We will use cylindrical coordinates and denote the bottom of the wire as $0$, and the top of the wire as $L$. Since we are in cylindrical coordinates, there will be no phi dependence, so the point can be expressed as: $P(\bar r, 0, \bar z)$

Thus, is my thought process correct here (I don't want to solve these integrals yet, if I am doing something wrong).

Recall:
$$\vec A = \frac{\mu_0 I}{4 \pi} \oint_{C'} \frac{\vec dl'}{R}$$

Thus, if we break the integral into two contours,
$$\vec A = \frac{\mu_0 I}{4 \pi} \left( \int_{C'_1} \frac{\vec dl'}{R_1} + \int_{C'_2} \frac{\vec dl'}{R_2} \right)$$

$$\int_{C'_1} \frac{\vec dl'}{R_1} = \int_{0}^{\bar z} \frac{\hat z dz'}{\sqrt{z'^2+\bar r^2}}$$
$$\int_{C'_2} \frac{\vec dl'}{R_2} = \int_{\bar z}^{L} \frac{\hat z dz'}{\sqrt{[(L-\bar z)-z']^2+\bar r^2}}$$

Now if I solve these two integrals and plug into $\vec A$ and then get $\vec B$ by $\vec B = \nabla \times \vec A$ I should be all set right? (...I hope)

Last edited: Nov 10, 2006
2. Nov 11, 2006

### Meir Achuz

Just use the law of Biot-Savart.

3. Nov 11, 2006

Does that make the math any easier?

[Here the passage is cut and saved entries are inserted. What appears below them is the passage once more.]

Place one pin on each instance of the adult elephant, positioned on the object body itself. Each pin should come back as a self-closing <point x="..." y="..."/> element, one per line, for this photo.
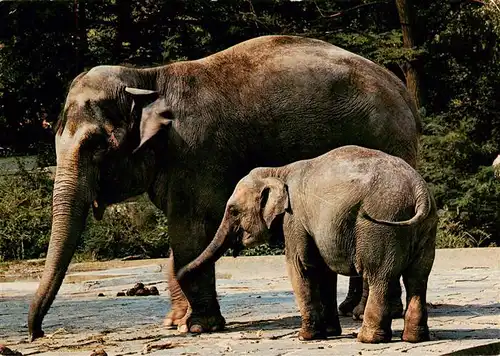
<point x="267" y="101"/>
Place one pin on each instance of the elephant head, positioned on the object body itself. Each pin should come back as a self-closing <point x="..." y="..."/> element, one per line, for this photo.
<point x="95" y="137"/>
<point x="255" y="203"/>
<point x="496" y="166"/>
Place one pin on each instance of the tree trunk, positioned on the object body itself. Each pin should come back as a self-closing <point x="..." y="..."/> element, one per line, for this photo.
<point x="81" y="36"/>
<point x="124" y="23"/>
<point x="412" y="69"/>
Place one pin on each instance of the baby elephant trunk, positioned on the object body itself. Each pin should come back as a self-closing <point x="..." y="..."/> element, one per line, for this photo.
<point x="423" y="207"/>
<point x="222" y="241"/>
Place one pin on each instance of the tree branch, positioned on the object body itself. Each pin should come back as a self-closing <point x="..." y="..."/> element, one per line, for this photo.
<point x="341" y="13"/>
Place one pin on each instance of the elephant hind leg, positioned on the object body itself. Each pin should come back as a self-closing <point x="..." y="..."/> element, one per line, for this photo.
<point x="328" y="295"/>
<point x="415" y="279"/>
<point x="302" y="265"/>
<point x="377" y="315"/>
<point x="394" y="300"/>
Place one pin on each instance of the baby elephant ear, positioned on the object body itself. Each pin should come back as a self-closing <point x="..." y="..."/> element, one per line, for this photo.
<point x="274" y="199"/>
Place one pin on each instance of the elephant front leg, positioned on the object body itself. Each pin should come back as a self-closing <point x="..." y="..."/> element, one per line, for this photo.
<point x="180" y="304"/>
<point x="203" y="311"/>
<point x="308" y="297"/>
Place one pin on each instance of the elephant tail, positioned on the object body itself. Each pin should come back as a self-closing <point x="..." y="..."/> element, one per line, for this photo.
<point x="423" y="207"/>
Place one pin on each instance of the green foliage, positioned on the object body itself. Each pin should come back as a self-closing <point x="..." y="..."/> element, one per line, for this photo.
<point x="25" y="223"/>
<point x="25" y="214"/>
<point x="127" y="229"/>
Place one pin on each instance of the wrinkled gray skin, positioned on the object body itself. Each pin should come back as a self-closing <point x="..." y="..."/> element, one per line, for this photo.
<point x="496" y="166"/>
<point x="328" y="210"/>
<point x="268" y="101"/>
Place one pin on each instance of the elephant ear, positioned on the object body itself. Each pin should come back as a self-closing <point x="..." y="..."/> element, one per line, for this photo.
<point x="151" y="124"/>
<point x="150" y="121"/>
<point x="274" y="199"/>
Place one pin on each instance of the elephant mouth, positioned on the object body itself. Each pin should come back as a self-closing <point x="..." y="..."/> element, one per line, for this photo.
<point x="98" y="208"/>
<point x="238" y="245"/>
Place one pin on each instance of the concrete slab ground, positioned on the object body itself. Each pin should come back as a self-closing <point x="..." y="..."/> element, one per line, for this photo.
<point x="257" y="301"/>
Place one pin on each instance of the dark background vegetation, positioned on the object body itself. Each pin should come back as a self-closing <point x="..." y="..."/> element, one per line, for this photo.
<point x="447" y="52"/>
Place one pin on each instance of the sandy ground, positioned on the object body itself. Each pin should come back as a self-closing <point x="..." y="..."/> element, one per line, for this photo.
<point x="257" y="301"/>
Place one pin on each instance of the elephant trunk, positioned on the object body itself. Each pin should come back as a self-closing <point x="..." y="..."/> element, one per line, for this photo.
<point x="222" y="241"/>
<point x="69" y="210"/>
<point x="496" y="166"/>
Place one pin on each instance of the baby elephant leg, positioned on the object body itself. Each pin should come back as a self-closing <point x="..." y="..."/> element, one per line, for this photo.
<point x="353" y="297"/>
<point x="357" y="313"/>
<point x="377" y="316"/>
<point x="308" y="296"/>
<point x="328" y="290"/>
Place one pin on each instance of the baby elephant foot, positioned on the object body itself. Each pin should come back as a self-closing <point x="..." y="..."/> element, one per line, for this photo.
<point x="417" y="334"/>
<point x="347" y="306"/>
<point x="373" y="335"/>
<point x="202" y="323"/>
<point x="175" y="317"/>
<point x="397" y="309"/>
<point x="312" y="331"/>
<point x="357" y="313"/>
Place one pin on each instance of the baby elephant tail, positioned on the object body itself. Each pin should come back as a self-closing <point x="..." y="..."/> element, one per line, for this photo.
<point x="423" y="208"/>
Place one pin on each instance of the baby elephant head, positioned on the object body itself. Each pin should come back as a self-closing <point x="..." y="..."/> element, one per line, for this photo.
<point x="250" y="211"/>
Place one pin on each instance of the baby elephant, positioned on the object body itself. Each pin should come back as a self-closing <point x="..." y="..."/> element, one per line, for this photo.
<point x="339" y="213"/>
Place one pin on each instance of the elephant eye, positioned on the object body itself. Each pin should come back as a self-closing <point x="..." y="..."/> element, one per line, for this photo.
<point x="233" y="211"/>
<point x="167" y="114"/>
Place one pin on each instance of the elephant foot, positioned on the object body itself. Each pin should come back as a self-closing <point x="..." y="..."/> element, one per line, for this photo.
<point x="357" y="313"/>
<point x="374" y="336"/>
<point x="396" y="310"/>
<point x="175" y="316"/>
<point x="202" y="323"/>
<point x="417" y="334"/>
<point x="347" y="306"/>
<point x="35" y="334"/>
<point x="312" y="331"/>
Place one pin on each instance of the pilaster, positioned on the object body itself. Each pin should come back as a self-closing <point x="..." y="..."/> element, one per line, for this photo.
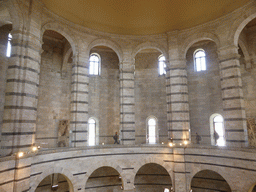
<point x="21" y="94"/>
<point x="79" y="100"/>
<point x="177" y="101"/>
<point x="232" y="96"/>
<point x="5" y="30"/>
<point x="127" y="101"/>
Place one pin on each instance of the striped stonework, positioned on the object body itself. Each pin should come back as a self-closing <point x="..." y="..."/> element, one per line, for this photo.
<point x="177" y="101"/>
<point x="79" y="101"/>
<point x="232" y="96"/>
<point x="21" y="94"/>
<point x="4" y="31"/>
<point x="127" y="102"/>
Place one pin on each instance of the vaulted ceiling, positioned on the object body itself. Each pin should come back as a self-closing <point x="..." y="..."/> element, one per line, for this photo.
<point x="141" y="17"/>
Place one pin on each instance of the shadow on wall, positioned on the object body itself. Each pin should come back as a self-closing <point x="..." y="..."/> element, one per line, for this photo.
<point x="54" y="182"/>
<point x="207" y="180"/>
<point x="152" y="177"/>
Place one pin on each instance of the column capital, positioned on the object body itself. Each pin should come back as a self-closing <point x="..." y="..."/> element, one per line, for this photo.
<point x="174" y="63"/>
<point x="228" y="53"/>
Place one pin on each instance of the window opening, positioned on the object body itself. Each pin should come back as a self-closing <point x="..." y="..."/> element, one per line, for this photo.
<point x="92" y="131"/>
<point x="161" y="65"/>
<point x="219" y="128"/>
<point x="199" y="59"/>
<point x="9" y="46"/>
<point x="151" y="131"/>
<point x="94" y="66"/>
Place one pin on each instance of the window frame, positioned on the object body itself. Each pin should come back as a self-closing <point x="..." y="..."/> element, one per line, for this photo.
<point x="212" y="126"/>
<point x="156" y="130"/>
<point x="160" y="68"/>
<point x="195" y="60"/>
<point x="95" y="123"/>
<point x="9" y="46"/>
<point x="99" y="64"/>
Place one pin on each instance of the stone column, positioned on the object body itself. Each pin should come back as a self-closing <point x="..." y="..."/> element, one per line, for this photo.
<point x="79" y="100"/>
<point x="127" y="102"/>
<point x="180" y="180"/>
<point x="177" y="101"/>
<point x="4" y="32"/>
<point x="20" y="110"/>
<point x="232" y="96"/>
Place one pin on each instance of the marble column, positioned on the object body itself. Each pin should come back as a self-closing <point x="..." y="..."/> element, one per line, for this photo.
<point x="79" y="100"/>
<point x="21" y="94"/>
<point x="232" y="96"/>
<point x="4" y="32"/>
<point x="127" y="102"/>
<point x="177" y="101"/>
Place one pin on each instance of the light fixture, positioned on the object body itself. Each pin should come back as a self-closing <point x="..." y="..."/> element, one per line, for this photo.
<point x="20" y="154"/>
<point x="170" y="142"/>
<point x="34" y="149"/>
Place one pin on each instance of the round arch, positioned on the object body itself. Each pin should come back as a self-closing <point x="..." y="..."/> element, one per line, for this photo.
<point x="145" y="161"/>
<point x="154" y="175"/>
<point x="149" y="45"/>
<point x="208" y="179"/>
<point x="196" y="38"/>
<point x="68" y="176"/>
<point x="107" y="43"/>
<point x="103" y="175"/>
<point x="63" y="31"/>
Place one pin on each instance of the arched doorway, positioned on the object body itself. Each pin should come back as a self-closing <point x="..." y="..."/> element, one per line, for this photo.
<point x="152" y="177"/>
<point x="104" y="179"/>
<point x="55" y="182"/>
<point x="208" y="180"/>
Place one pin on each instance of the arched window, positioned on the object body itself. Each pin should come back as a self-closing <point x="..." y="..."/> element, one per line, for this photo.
<point x="92" y="132"/>
<point x="199" y="60"/>
<point x="218" y="125"/>
<point x="9" y="46"/>
<point x="151" y="131"/>
<point x="161" y="65"/>
<point x="94" y="66"/>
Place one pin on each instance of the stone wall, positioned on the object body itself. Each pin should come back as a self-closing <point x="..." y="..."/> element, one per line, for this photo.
<point x="204" y="91"/>
<point x="150" y="96"/>
<point x="104" y="97"/>
<point x="54" y="93"/>
<point x="4" y="31"/>
<point x="128" y="162"/>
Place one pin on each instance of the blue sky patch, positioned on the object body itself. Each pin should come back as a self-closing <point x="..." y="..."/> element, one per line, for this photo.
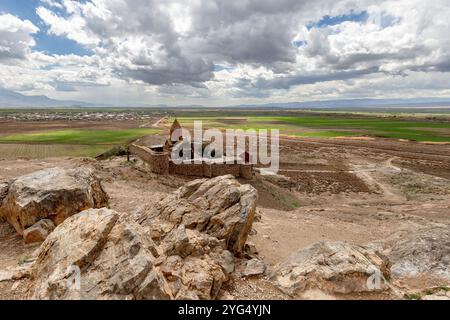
<point x="50" y="44"/>
<point x="332" y="21"/>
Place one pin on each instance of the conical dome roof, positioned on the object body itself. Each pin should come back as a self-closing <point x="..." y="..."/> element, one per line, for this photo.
<point x="176" y="131"/>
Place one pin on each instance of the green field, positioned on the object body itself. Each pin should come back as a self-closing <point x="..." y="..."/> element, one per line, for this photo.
<point x="69" y="143"/>
<point x="331" y="126"/>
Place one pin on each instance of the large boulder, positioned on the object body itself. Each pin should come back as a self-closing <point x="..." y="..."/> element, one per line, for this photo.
<point x="39" y="231"/>
<point x="54" y="194"/>
<point x="100" y="254"/>
<point x="332" y="267"/>
<point x="220" y="207"/>
<point x="97" y="254"/>
<point x="423" y="253"/>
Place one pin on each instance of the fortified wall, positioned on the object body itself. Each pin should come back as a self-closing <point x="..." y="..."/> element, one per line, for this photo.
<point x="160" y="163"/>
<point x="158" y="158"/>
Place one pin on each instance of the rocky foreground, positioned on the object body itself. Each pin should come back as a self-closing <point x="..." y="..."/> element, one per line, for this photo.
<point x="190" y="244"/>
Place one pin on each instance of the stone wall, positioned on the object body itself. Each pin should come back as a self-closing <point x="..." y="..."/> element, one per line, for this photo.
<point x="158" y="161"/>
<point x="187" y="169"/>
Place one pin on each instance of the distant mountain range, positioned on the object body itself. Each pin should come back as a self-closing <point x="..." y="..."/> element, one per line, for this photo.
<point x="11" y="99"/>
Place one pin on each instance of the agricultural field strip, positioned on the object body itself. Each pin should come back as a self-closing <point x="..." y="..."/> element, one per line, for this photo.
<point x="326" y="126"/>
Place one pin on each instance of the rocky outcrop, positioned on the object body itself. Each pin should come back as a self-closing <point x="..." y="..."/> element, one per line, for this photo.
<point x="332" y="267"/>
<point x="100" y="254"/>
<point x="39" y="231"/>
<point x="220" y="207"/>
<point x="426" y="252"/>
<point x="254" y="267"/>
<point x="54" y="194"/>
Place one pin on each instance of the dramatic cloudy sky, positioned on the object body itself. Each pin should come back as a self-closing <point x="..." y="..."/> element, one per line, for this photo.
<point x="215" y="52"/>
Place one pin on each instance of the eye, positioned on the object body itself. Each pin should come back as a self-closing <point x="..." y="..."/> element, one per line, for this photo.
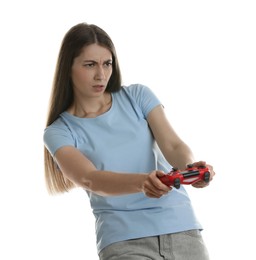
<point x="108" y="64"/>
<point x="89" y="65"/>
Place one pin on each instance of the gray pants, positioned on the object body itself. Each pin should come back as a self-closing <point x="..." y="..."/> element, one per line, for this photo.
<point x="186" y="245"/>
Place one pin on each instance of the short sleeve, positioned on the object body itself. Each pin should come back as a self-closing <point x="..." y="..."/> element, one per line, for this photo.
<point x="56" y="136"/>
<point x="144" y="98"/>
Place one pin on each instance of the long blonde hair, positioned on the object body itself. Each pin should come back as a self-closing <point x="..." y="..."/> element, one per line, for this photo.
<point x="76" y="38"/>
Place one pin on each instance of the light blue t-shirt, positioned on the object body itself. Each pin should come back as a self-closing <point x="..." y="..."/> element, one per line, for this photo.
<point x="120" y="140"/>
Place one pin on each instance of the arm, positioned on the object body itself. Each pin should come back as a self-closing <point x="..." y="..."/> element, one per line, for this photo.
<point x="176" y="152"/>
<point x="81" y="171"/>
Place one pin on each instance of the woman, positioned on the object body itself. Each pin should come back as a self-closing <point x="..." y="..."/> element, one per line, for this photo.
<point x="115" y="142"/>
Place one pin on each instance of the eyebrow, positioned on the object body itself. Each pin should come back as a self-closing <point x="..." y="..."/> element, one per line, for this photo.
<point x="96" y="61"/>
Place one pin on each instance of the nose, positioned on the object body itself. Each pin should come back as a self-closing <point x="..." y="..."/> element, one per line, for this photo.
<point x="100" y="74"/>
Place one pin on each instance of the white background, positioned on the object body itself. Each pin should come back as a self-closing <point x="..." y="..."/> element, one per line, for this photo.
<point x="199" y="57"/>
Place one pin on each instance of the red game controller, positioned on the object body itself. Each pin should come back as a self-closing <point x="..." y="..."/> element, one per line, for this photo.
<point x="191" y="175"/>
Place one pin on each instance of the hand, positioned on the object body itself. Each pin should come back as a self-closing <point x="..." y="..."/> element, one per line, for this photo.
<point x="153" y="187"/>
<point x="202" y="184"/>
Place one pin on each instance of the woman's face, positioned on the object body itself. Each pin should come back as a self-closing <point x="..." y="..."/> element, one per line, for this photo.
<point x="91" y="71"/>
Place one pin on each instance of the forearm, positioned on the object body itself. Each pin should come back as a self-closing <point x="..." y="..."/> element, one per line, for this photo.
<point x="179" y="156"/>
<point x="106" y="183"/>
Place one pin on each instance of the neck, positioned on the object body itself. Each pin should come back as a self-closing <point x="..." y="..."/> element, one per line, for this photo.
<point x="91" y="108"/>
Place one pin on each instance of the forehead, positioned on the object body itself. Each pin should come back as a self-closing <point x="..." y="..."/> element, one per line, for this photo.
<point x="95" y="52"/>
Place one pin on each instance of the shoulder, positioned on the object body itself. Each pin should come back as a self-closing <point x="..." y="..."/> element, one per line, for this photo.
<point x="136" y="89"/>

I'll see what I can do with that, but it seems like it would be easier to do this way. Those integrals are lengthy though (I let Maple solve the more complex one).

4. Nov 12, 2006

$$\vec B = \hat \phi \frac{\mu_0 I}{4 \pi \bar r} (\alpha + \beta)$$
$$\alpha = \frac{L - \bar z}{\sqrt{\bar r^2 + (\bar z - L)^2}}$$
$$\alpha = \frac{\bar z}{\sqrt{\bar r^2 + \bar z^2}}$$